Experiments Setup¶
Scope¶
This page explains how to plan and configure a FANTASIA v4 experiment. It focuses on execution modes, similarity-search controls, taxonomy filtering, and embedding settings, with practical guidance for batching and model/layer selection.
Recommended defaults¶
Note
The default configuration shipped in the repository is the reference for all runs. It is the setup we are most comfortable with and the one that has delivered the best overall performance (accuracy vs. runtime vs. memory) in practice. Unless you have a specific reason to deviate, use the defaults as-is.
Quick sanity check¶
Run the bundled sample from the project root, so the default relative paths
(e.g., ./config/experiment.yaml and ./fantasia/constants.yaml) are found:
cd /path/to/FANTASIA
fantasia initialize
fantasia run
Important
If you execute the CLI outside the project root, you must provide explicit paths (at least to the experiment config), for example:
fantasia initialize --config /abs/path/to/experiment.yaml
fantasia run --config /abs/path/to/experiment.yaml
Plan your experiment¶
Choose the execution mode.
Select models and hidden layers.
Size lookup batches according to available RAM/VRAM.

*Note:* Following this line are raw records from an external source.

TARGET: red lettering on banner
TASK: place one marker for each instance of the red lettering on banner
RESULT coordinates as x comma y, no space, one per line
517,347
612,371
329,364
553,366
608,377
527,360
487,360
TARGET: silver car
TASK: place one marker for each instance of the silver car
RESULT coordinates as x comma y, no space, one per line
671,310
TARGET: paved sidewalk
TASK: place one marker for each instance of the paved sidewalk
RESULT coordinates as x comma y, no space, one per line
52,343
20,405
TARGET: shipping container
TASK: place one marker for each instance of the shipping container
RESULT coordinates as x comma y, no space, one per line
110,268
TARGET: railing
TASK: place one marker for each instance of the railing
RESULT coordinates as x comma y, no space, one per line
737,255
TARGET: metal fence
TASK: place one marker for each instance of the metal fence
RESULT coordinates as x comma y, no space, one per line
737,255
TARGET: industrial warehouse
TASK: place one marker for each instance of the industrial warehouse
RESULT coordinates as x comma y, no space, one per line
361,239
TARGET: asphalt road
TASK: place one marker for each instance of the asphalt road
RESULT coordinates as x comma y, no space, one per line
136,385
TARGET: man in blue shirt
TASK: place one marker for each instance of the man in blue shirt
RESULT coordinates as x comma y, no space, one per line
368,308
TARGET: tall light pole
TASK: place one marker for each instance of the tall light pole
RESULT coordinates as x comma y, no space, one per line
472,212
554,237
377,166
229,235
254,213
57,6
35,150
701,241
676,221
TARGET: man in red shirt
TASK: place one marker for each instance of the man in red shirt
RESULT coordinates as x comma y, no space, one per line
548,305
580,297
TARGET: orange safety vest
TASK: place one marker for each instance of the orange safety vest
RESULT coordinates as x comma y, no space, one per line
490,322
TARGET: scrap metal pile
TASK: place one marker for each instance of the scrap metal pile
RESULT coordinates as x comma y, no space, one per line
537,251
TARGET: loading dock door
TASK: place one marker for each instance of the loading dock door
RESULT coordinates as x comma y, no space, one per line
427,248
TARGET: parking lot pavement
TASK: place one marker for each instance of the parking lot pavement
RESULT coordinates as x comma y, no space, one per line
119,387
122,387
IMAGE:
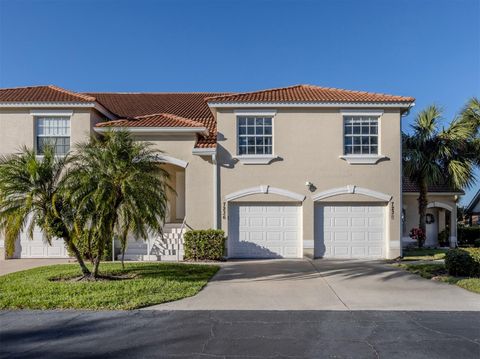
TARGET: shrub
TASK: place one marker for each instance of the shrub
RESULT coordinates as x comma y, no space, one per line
418,235
464,262
444,238
466,236
206,244
88,249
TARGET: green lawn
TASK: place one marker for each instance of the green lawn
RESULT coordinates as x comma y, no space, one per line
438,271
152,283
423,254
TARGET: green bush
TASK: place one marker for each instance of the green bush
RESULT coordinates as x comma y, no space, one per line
463,262
88,249
466,236
206,244
444,238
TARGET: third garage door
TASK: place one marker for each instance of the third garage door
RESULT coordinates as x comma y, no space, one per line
350,231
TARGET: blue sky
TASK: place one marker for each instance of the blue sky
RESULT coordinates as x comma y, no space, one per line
429,49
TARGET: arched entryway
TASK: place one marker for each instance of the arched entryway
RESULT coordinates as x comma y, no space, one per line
441,225
176,196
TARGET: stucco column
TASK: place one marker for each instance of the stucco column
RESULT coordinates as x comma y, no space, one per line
441,220
453,227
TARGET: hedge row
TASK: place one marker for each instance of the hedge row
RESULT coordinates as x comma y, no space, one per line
463,262
208,244
467,236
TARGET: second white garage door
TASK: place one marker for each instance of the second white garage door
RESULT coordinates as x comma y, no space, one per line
264,231
350,231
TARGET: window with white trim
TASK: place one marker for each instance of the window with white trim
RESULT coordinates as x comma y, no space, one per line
360,135
255,136
53,130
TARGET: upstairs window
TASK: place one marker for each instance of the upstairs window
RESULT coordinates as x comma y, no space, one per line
360,135
54,131
255,135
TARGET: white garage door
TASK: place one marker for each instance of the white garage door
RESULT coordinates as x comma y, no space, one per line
264,231
350,231
37,248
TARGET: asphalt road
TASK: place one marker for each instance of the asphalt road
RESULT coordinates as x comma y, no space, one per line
239,334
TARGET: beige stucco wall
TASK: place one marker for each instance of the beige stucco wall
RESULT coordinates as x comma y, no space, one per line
308,142
17,127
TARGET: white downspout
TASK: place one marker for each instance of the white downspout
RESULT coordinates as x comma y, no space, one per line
215,191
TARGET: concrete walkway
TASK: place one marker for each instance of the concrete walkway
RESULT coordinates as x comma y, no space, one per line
323,285
16,265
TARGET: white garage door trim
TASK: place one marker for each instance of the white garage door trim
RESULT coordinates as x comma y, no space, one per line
38,248
351,230
252,223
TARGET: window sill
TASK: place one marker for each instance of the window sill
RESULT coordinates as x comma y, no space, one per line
362,159
255,159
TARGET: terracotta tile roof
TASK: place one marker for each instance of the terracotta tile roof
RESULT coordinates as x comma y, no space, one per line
42,94
309,93
190,106
473,202
154,120
409,186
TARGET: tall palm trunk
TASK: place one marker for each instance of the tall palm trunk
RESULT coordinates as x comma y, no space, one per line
73,248
422,204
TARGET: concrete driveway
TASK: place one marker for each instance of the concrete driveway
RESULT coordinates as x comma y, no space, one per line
323,285
17,265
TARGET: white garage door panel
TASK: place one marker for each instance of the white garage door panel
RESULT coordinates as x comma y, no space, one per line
37,248
350,231
264,231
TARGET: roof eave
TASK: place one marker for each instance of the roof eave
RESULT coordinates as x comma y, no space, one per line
154,130
450,193
220,104
56,104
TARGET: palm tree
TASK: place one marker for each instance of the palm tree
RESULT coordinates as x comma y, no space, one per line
433,155
31,195
119,187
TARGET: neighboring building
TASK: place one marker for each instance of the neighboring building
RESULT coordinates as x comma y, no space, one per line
472,211
287,172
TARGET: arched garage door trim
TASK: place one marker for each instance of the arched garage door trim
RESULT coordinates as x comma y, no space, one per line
351,189
264,189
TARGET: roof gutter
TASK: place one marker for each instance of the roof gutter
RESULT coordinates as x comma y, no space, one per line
406,105
154,130
37,104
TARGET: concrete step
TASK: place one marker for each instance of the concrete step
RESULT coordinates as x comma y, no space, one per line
170,258
162,246
131,257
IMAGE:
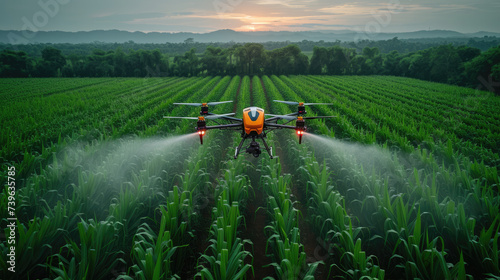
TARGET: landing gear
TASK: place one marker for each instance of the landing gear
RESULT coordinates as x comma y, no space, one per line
254,147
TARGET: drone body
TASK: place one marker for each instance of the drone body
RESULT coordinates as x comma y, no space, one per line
253,125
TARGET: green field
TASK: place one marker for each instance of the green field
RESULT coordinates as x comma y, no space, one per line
402,184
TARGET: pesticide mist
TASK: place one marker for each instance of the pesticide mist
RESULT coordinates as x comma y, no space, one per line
93,175
356,166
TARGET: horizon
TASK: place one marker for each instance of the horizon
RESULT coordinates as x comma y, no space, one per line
393,16
348,31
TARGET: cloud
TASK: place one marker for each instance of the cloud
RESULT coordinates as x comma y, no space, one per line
127,17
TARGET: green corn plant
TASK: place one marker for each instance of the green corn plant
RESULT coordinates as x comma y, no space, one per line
40,238
291,258
236,185
227,264
227,221
484,251
284,219
177,213
94,258
153,253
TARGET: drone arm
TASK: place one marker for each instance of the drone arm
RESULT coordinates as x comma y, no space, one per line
269,150
224,126
239,147
279,125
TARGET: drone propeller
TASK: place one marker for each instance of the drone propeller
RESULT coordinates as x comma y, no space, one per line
209,117
300,103
203,104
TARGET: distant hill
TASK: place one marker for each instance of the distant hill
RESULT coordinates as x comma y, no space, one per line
227,35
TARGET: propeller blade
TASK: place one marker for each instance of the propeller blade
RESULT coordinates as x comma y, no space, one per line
285,117
216,103
186,118
214,117
318,104
297,103
189,104
319,117
201,104
287,102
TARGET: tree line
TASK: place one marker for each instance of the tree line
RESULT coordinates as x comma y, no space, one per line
461,65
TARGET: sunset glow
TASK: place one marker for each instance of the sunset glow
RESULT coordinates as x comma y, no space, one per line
259,15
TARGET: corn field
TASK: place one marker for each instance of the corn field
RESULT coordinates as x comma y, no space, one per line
402,184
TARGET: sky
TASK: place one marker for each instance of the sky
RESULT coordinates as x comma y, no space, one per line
201,16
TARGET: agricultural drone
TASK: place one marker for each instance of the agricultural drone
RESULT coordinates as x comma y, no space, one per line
253,125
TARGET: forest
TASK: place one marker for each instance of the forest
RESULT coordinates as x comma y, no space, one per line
460,65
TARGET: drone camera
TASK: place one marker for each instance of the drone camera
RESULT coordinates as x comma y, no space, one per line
300,127
254,149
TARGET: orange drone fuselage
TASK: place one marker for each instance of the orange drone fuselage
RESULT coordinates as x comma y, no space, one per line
253,120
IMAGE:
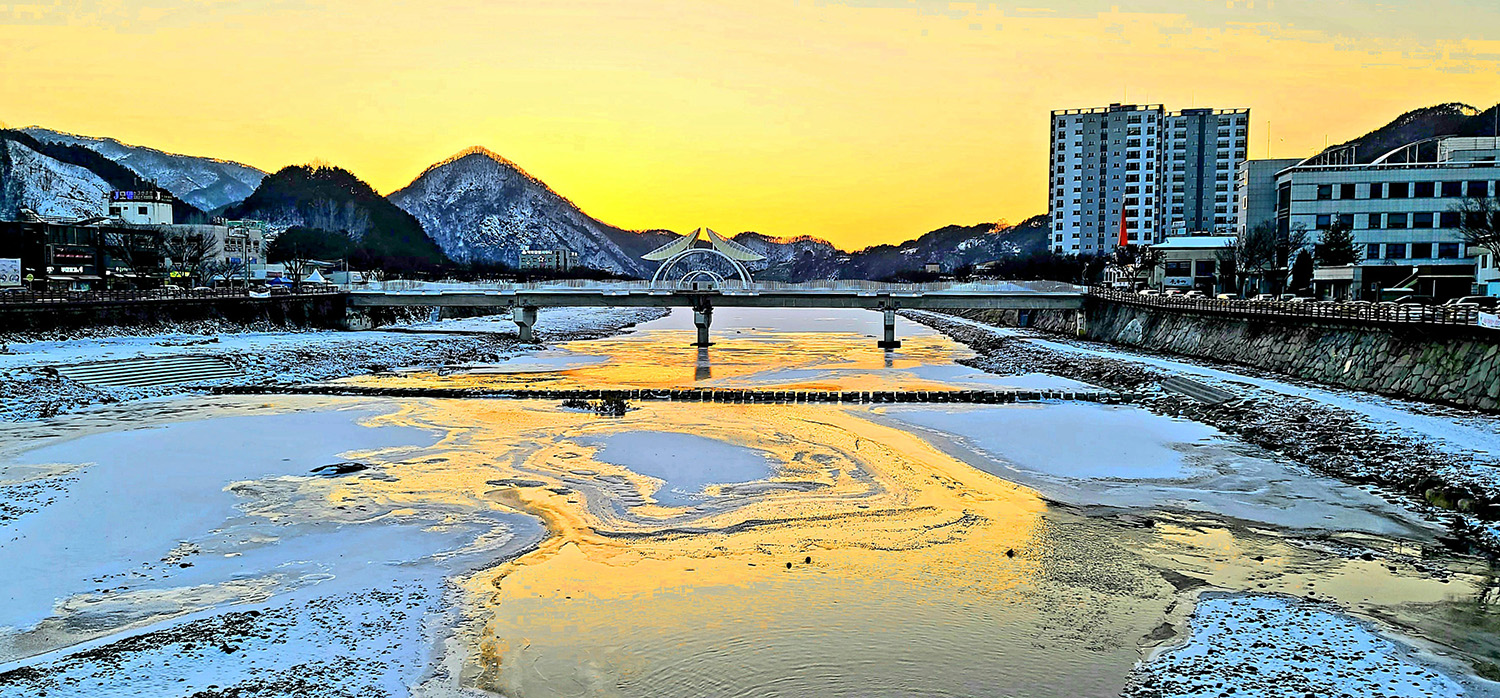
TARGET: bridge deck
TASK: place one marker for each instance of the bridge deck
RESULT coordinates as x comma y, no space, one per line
572,297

Decide on neighbor budget and filters (redundancy, taxonomy).
Set a meaningful prefix to preserve traceability.
Inputs & execution modes¶
- input / only_lookup
only_lookup: false→inputis FASTA; the pipeline computes embeddings (HDF5) and then runs lookup.only_lookup: true→inputis HDF5 containing per-layer embeddings; only lookup runs.
- prefix
Name used for the experiment folder and outputs.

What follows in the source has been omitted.